How do the policy-recommended assignments compare with who actually received treatment in the data?

# agreement between policy and observed treatment
agreement <- tibble(
  actual = W,
  policy_depth2 = ifelse(actions_depth2 == 2, 1, 0)
) |>
  mutate(agree = actual == policy_depth2)

cat("Agreement rate:", round(mean(agreement$agree), 3), "\n")
cat("Policy treats: ", round(mean(agreement$policy_depth2), 3), "\n")
cat("Actual treated:", round(mean(agreement$actual), 3), "\n")

Ethical considerations

Statistical optimality is not social optimality

A policy tree maximises expected treatment benefit, but it does not account for:

  • Fairness. The tree may split on variables correlated with protected characteristics (ethnicity, gender, socioeconomic status). Even if a variable is not in the covariate set, proxy variables may reproduce discriminatory patterns.
  • Equity. Targeting resources to those who benefit most may mean those who benefit somewhat receive nothing. A policy that is statistically optimal may be socially unjust.
  • Transparency. A depth-2 tree is interpretable; a depth-5 tree is not. Policy-makers and the public need to understand the rule.
  • Override. A clinician or social worker should always be able to override an algorithmic recommendation based on individual context the model cannot see.

When presenting policy tree results, always discuss these trade-offs.

Exercises

Lab diary

Complete at least two of the following exercises for your lab diary.

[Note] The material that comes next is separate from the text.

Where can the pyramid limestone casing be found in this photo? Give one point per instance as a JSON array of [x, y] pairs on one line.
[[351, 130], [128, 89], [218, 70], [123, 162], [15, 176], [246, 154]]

  1. Different outcome. Fit a policy tree for religious_service on belonging. Do the splitting variables change? What does this suggest about which covariates drive effect modification for different outcomes?

  2. Depth-3 tree. Fit a depth = 3 policy tree. Does the expected reward improve substantially over depth-2? Is the tree still interpretable?

  3. Discuss override. In one paragraph, describe a scenario where a clinician should override a policy tree recommendation. What information would the clinician have that the model does not?